Last Tuesday, the National Gay and Lesbian Task Force underwent a significant change when Matt Foreman had his last day as the gay rights organization's executive director. Foreman has served in the position since 2003. Deputy Executive Director Rea Carey, who will serve while the search for a new executive director continues, will temporarily replace him.
"It's been an incredible honor and privilege to be with the Task Force over the last five years," Foreman commented in an audio press conference. He will continue his work in gay rights advocacy working for the Evelyn and Walter Haas, Jr. Foundation. There, he will head up their Gay and Lesbian Program.
Now, the Task Force faces the considerable job of addressing where the organization is going in light of its change in leadership. Throughout its different program departments, Task Force leaders are in the midst of a year-and-a-half-long plan that will include national conferences, legislative battles, the release of new LGBT-related reports and, of course, a continued fight for an inclusive Employment Non-Discrimination Act.
Several large events for the Task Force are coming up within the next year. On May 3, they will hold their D.C. Leadership Awards Dinner, during which they will present an award to AARP for their work with the aging LGBT community. "AARP has been a tremendous partner in our ongoing efforts to increase the traditional aging community's awareness of LGBT seniors and the unique needs that we as LGBT people have as we age," said Director of Public Policy and Government Affairs Dave Noble.
In September, the NGLTF will hold a conference in New Orleans called "Many Stories, One Voice." There, the Institute for Welcoming Resources, which merged with the Task Force in 2006, will bring a network of 2,700 Christian congregations who are working to change church policies and opinions toward LGBT people. The five-day conference will include two days of community rebuilding in the areas ravaged by Hurricane Katrina and, according to Noble, three days of "training, connecting and equipping people of faith with the tools they need to continue this work (with LGBTs)."

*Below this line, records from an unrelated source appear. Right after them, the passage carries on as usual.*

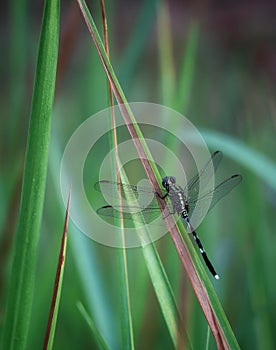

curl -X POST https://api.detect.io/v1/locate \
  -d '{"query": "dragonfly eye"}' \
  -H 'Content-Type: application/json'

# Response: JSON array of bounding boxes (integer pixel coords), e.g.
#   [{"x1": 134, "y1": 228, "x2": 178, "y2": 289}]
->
[
  {"x1": 162, "y1": 176, "x2": 169, "y2": 188},
  {"x1": 161, "y1": 179, "x2": 165, "y2": 186}
]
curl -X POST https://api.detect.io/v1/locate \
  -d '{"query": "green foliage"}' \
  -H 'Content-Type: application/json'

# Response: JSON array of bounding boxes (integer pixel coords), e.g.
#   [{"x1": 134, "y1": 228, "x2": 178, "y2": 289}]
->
[{"x1": 1, "y1": 1, "x2": 275, "y2": 350}]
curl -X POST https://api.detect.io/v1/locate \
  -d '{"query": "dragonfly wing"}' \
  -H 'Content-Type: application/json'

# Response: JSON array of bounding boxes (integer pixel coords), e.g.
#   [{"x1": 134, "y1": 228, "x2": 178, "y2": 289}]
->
[
  {"x1": 208, "y1": 174, "x2": 242, "y2": 211},
  {"x1": 96, "y1": 204, "x2": 164, "y2": 224},
  {"x1": 188, "y1": 174, "x2": 242, "y2": 217},
  {"x1": 185, "y1": 151, "x2": 223, "y2": 201},
  {"x1": 94, "y1": 180, "x2": 156, "y2": 197}
]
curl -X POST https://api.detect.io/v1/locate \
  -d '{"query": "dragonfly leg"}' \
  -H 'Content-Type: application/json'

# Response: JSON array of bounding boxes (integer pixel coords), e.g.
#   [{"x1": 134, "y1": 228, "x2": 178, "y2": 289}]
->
[
  {"x1": 155, "y1": 191, "x2": 168, "y2": 200},
  {"x1": 185, "y1": 217, "x2": 219, "y2": 280}
]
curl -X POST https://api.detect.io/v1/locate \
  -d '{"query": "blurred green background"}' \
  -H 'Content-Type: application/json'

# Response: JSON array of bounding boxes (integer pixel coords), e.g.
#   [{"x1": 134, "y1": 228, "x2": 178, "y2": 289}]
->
[{"x1": 1, "y1": 0, "x2": 276, "y2": 349}]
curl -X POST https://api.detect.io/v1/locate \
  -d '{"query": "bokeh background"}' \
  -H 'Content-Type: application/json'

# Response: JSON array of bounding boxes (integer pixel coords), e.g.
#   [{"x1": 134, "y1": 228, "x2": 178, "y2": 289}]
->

The Task Force also plans to present three reports in the upcoming year, according to Dr. Jaimi Grant, director of the Policy Institute. The first, a report on transgender discrimination, will be released next spring. "We expect this report to be the largest survey of discrimination against trans people," Grant said. "We're going for both breadth and depth."
The second piece will be a revision of "Outing Age," a study on the aging LGBT community, while the third will deal with the federal government's collection of data on the LGBT community. The last report, Grant said, looks to combat anti-LGBT views. "It certainly would provide a huge counter to right wing pictures of our community as white, elitist, privileged, living in the cities and not really connected to family life," she added.
Some of the biggest efforts moving forward in the next year or so will be regarding policy changes. According to Dan Hawes, who heads up the organizing and training department at the Task Force, their number one priority is winning the freedom to marry in California. "As the largest state in the nation and as the key cultural and political trendsetter," Hawes said, "we know that winning the freedom to marry in California could inject incredible momentum nationwide into boosting all sorts of related recognition policy fights at state and local level."
Along with this, the Task Force and thousands of volunteers are working across the state to urge Californians to not support the amendment to label marriage as between one man and one woman.
Of course, with the upcoming elections, the Task Force is also working on educating candidates about ENDA in order to present it again to the House of Representatives.
Other political endeavors will center on continuing to fight for the inclusion of a transgender non-discrimination clause in local, state and federal governments.
"We are very excited about using all of our programs at the Task Force to move equality forward and move our work along together," said Russell Roybal, who oversees the Creating Change Conference, which will be held in Denver next year. "This is a great new chapter in the history of the Task Force and we want to continue to move down that road."